We didn’t have Ritalin when I was a kid.  Why not?  Because no one was diagnosed with ADHD.  Why not?  Because moms like mine would kick their kids out of the house if they tried to stay in doors and watch TV while it was still light outside.  There were times when I would get back from playing with a friend down the street and if my mom thought I seemed a little too energized still she would tell me to go back outside and get more of my “ya-yas” out.

Although getting my “ya-yas” out helped at home, that practice didn’t serve me too well at school.  We only had one extended recess break to relieve pent up “ya-yas”.  And no amount of releasing of said “ya-yas” was going to help with my lack of organization and time management skills.

But I made it through grade school and high school.  I did not make straight A’s.  In fact, I only made it the honor roll one quarter in the 8th grade because my mom really wanted one of those stickers.  You know the ones.Today, most parents are more interested with the letter grade their student earns than the knowledge and skills they acquire (or in a lot of cases, don’t – in spite of what letter grade they earned).

As an adult I still struggle with these issues.  I do not claim ADHD though.  I will not wear that label.  Again, not because I don’t believe in its existence. I just don’t believe in the disease-medication approach.  So nowadays I exercise regularly to exert my “ya-yas” in a way that benefits my health.  At least once a month I purge my kitchen and dinning room of papers and try to keep pertinent paperwork organized.  And when I have tasks I need to get done, I make a to-do list and use a timer to keep me on target.
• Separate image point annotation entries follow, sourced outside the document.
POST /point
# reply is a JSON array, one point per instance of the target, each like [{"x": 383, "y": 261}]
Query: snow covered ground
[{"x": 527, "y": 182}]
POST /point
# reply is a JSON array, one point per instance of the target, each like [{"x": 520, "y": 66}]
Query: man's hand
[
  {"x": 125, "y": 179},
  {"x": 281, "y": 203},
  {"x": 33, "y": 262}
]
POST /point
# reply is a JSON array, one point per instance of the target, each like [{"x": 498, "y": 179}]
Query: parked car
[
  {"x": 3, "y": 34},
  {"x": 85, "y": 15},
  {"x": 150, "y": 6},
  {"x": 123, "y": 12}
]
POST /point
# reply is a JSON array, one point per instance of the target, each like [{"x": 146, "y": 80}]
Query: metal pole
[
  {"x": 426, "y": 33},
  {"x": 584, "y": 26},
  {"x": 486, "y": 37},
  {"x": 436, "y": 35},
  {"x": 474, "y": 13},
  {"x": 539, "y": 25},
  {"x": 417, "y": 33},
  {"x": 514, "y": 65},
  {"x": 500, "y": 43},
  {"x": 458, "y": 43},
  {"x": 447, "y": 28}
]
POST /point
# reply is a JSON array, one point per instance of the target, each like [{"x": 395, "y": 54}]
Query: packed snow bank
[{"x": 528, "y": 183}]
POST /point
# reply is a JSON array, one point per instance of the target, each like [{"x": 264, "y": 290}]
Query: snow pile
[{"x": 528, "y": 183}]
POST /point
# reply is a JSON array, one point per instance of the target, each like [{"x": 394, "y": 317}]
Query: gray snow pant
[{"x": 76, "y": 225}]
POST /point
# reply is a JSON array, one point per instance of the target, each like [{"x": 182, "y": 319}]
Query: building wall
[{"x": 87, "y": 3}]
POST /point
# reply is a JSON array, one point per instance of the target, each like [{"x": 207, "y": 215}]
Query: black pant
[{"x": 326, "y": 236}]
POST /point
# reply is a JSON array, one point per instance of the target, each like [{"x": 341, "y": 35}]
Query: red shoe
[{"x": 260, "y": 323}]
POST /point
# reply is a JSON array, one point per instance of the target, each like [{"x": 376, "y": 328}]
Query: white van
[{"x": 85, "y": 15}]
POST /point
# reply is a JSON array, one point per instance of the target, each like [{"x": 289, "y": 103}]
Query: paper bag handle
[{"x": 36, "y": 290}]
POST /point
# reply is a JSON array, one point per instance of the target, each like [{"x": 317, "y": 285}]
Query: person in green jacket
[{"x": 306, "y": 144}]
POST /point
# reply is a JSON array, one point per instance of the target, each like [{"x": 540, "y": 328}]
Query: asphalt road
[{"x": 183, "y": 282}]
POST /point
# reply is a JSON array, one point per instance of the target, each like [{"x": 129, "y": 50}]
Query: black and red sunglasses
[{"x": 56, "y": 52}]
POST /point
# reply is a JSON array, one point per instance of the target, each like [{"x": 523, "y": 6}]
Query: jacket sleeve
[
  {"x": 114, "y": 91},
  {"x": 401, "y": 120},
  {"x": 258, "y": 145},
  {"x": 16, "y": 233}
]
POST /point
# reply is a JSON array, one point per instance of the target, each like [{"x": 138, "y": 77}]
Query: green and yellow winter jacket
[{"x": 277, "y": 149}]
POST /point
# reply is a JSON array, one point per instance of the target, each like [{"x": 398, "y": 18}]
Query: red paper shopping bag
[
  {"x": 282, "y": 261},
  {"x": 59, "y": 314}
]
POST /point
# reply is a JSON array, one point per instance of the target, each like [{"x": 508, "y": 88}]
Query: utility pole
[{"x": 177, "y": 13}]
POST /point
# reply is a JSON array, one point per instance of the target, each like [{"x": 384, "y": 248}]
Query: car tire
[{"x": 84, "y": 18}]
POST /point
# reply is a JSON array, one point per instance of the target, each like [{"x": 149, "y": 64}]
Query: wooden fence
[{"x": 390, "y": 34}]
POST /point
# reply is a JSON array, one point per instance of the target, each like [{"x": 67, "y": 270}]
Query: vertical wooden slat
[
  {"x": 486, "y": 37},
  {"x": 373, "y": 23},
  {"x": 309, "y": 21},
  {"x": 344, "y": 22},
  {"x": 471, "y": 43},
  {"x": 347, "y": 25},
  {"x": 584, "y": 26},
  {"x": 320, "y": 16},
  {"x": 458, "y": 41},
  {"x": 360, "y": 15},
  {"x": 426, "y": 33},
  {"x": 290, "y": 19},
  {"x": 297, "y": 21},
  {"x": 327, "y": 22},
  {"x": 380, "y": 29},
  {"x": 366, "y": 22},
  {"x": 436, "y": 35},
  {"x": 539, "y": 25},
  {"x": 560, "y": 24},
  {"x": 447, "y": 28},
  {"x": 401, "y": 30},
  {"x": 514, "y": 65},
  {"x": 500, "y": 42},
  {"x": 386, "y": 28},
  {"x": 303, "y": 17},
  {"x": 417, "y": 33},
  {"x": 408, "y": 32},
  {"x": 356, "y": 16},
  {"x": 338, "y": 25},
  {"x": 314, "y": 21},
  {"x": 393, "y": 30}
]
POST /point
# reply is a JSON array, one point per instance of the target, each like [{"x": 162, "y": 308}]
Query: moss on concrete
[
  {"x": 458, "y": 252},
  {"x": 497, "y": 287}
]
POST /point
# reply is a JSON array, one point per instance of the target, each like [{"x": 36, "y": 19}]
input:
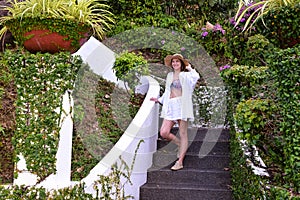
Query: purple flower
[
  {"x": 218, "y": 27},
  {"x": 225, "y": 67},
  {"x": 232, "y": 21},
  {"x": 204, "y": 34}
]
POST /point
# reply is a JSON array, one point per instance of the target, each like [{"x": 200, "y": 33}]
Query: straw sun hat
[{"x": 169, "y": 58}]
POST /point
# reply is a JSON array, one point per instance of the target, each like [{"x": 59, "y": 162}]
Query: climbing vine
[{"x": 41, "y": 80}]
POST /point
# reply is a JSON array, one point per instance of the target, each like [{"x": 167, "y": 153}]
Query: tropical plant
[
  {"x": 88, "y": 15},
  {"x": 253, "y": 11}
]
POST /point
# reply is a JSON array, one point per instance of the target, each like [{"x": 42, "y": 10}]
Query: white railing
[{"x": 144, "y": 127}]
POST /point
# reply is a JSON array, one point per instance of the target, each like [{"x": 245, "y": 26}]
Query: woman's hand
[{"x": 154, "y": 99}]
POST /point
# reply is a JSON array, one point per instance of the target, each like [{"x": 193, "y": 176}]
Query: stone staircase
[{"x": 205, "y": 174}]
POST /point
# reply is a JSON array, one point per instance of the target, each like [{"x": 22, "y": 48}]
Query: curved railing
[{"x": 144, "y": 127}]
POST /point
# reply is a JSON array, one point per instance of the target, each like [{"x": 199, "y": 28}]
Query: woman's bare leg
[
  {"x": 165, "y": 131},
  {"x": 183, "y": 125}
]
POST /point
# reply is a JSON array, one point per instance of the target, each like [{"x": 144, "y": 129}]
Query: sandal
[{"x": 177, "y": 166}]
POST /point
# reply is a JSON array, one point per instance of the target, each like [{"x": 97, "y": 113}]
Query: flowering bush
[
  {"x": 213, "y": 39},
  {"x": 246, "y": 14}
]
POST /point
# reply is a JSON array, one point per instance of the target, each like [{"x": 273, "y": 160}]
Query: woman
[{"x": 177, "y": 103}]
What will I do if one of my boys is suspected of having ADHD, you ask?  I’m going to tinker with their diets and enforce strict sleep schedules.  I’m going to have mandatory playtime outside whether they like it or not.  I will have them participate in organized sports if need be. I will teach them how to keep organized backpacks, binders, and how to use an agenda (day planner). If medicine is still necessary, so be it, but these are life skills that they need to master.  Life skills that a pill cannot teach them.

I would love to tie this up in a nice bow and ask you an engaging question to which you can respond by writing in the “comment” box.  But my next blog has been trying to interrupt this one the whole time I was typing so, gotta go.